韩宝庆说:“柳林,保护娜娜的事,我就交给你俩了。你黑哥有经验,以前当过侦察兵,你要多听他的。黑棍,你这两天研究了不少资料,你看……”
黑棍开口了,声音却很清脆:“我目前还没掌握了不起的情况。遇到可疑的事儿,我会说的。”
韩宝庆说:“既然如此,那你们就好好研究吧!有什么情况,及时向我通报。老安头,你跟我下山一趟,置办点饭菜,让他俩好好吃一顿。”
老安头陪着韩宝庆走了。柳林跟着送到门前。他看见,山下停着两辆车,一辆是韩宝庆的,另一辆是黑棍那辆新铮铮的黑色“别克“车。
柳林回头看看,那个黑棍竟然没来送韩宝庆,不是黑棍傲慢,就是与韩宝庆的关系非同一般,而绝不是韩宝庆所说只是别人介绍来的一个朋友。
柳林明白,他进到另一个集团里了。这个集团有自己的发家史,有自己的人马。这个集团能招来杀身之祸,说明他们本身肯定做过这类的恶事。瞧,柳林本来要与韩宝庆正面交锋,探索他的“仇人”,他却避而不谈,急急忙忙地走了。因此,柳林必须要攻破这个堡垒。如果柳林不能把他们内部的黑事儿掏出来,就永远陷在这种遭受攻击的被动局面中,案子的破解也就永无出头之日。
此外。还有屋里那个黑棍,这是韩宝庆塞进来的一个“间谍”。他肯定还要混到韩娜的二号别墅去。黑棍的使命,当然是保护韩娜,这应该无庸置疑;但同时,他也要保护韩宝庆。如果发生了对韩宝庆不利的事情,他一定会从中作梗的。这正是韩宝庆今天来此的目的。
柳林决定,找机会,打压这个黑棍!不能让他乱说乱动,不能让他干扰甚至破坏柳林正常的保护、破案的进程。
柳林回到屋里,黑棍正懒洋洋地躺在那里。黑棍的眼睛翻了翻,慢慢起身,盯着柳林。柳林朝他礼貌地笑笑,坐在椅子上。黑棍的手里出现了一张照片。
“你认识这个人吗?”
柳林拿眼睛一瞄,照片上的人像个男人,可又似乎是女人,梳着披肩长发,描眉打眼的,真认不出来。
柳林摇头:“不认识,没见过。

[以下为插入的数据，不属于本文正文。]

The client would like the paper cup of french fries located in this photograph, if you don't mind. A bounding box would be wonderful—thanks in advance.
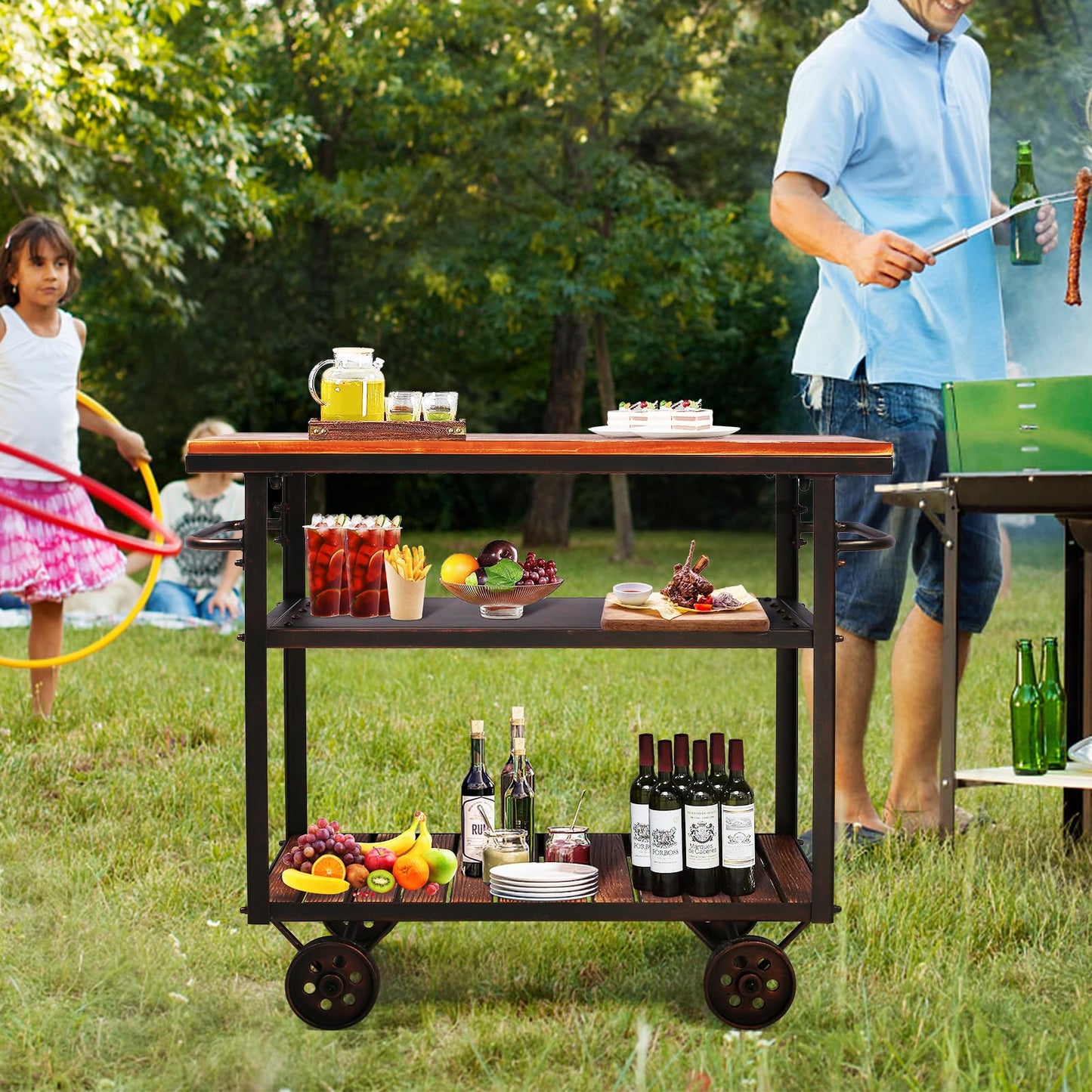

”
黑棍冷笑起来,噌的跳到地上,瞪着柳林,全身都是劲儿,吼道:“你给我仔细看看,到底认识不认识?”
照片塞到柳林的鼻子前了。
柳林礼貌地推开照片:“我确实不认识。”
黑棍勃然大怒:“你撒谎!敢直门愣眼地对我撒谎?你们公司的人,你会不认识?你是不是觉得我黑棍连狗屎都不如?”
柳林觉得这个人太不可思议了,似乎是故意挑衅来了。一张照片,显然又化了装,一时认不出来,也很正常,何必这样吹胡子瞪眼的呢!柳林决定现在就给他来个下马威,省得以后麻烦。便很正经地看着他,说:“不,起码你是泡牛屎。”
“什么?”黑棍大惊,瞪着柳林,似乎不认识他。“你小子再重复一遍!”
柳林瞥瞥他:“就你这样的,还值得我再重复一遍?”
黑棍大怒,直冲过来。柳林蓦地向外一跳,跳进院子里。黑棍吼着,也跟进院子里。黑棍左一拳、右一拳地打来,柳林却只躲闪着。柳林心生一计,要把他累得喘气,流汗,看看他的脸是不是真的黑。柳林越法儿跟他打起转来。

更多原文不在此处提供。